I put my oldest daughter on a plane for Israel. Actually, I put her on a sidewalk, trusting that she could get herself to the gate because one can no longer be in the airport as a spectator. Somehow that last good-bye on a sidewalk with the car running and security staring to be sure you don't stay one minute longer than necessary just is not the same. But I digress...
She was reading me her itinerary. Tel Aviv, Galilee, Nazareth, Mt. of Olives, Dead Sea, Qumran, Bethlehem. The experience was a bit surreal. Suddently, I am thinking these places are real...like really real. Now that shouldn't surprise me. I know the places are real. I know Jesus was real. I see the reality in the lives of the characters in the biblical story. But I forget the place is real.
It's not just biblical. Every time you visit a new place, the "real-ness" of the people and situations permeate your psyche and suddenly they are friends and not "those people." Those "worthless" D.C. homeless people became flesh and blood and we understood the extraordinary difficulty of their circumstances and how close we were to being in the same situation.

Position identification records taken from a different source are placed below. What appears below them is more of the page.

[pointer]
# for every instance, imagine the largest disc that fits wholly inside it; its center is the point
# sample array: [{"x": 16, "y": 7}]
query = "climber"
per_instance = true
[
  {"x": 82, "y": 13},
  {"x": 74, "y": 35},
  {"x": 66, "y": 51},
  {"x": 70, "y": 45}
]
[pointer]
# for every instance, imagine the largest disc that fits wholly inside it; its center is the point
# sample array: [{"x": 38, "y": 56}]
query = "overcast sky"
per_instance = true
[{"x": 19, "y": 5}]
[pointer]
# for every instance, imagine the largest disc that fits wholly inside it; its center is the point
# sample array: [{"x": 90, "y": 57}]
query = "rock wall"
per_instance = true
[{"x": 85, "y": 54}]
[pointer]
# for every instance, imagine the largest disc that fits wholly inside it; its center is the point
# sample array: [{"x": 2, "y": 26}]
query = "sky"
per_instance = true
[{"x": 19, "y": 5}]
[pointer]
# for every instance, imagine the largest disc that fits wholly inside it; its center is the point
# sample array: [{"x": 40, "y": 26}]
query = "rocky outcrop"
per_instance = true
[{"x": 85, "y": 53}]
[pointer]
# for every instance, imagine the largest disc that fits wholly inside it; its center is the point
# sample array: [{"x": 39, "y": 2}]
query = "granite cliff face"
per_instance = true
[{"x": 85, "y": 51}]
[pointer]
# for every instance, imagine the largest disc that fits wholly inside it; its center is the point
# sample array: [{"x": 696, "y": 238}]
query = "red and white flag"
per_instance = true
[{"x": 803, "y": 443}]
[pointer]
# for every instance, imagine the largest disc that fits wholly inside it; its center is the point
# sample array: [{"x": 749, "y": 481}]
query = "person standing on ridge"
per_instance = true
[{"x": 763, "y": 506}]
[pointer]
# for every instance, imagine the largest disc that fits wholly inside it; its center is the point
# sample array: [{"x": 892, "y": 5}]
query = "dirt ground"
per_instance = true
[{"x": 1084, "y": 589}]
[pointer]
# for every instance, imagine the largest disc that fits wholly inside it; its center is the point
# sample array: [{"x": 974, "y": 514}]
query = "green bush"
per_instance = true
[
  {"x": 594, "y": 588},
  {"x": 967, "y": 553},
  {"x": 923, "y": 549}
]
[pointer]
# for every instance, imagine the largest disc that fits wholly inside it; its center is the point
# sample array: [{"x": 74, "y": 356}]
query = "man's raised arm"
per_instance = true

Elderly folks living on Social Security after having worked their entire lives were losing the houses they paid $19K for...houses now worth half a million dollars swallowing most of their income to pay property taxes.
I think it is pretty cool that my daughter will have a perspective on scripture that her mom has never had. It will be "real" in a way that cannot be argued. God exists...always has. But this "realness" in Jesus brings us to a new place, a new way of relating, a new understanding of what God wants from and with us.
Being Christian is not an abstract endeavor, though I think we sometimes like it there because abstract thought is never as demanding as real life and real relationship. I'm going to try and remember that...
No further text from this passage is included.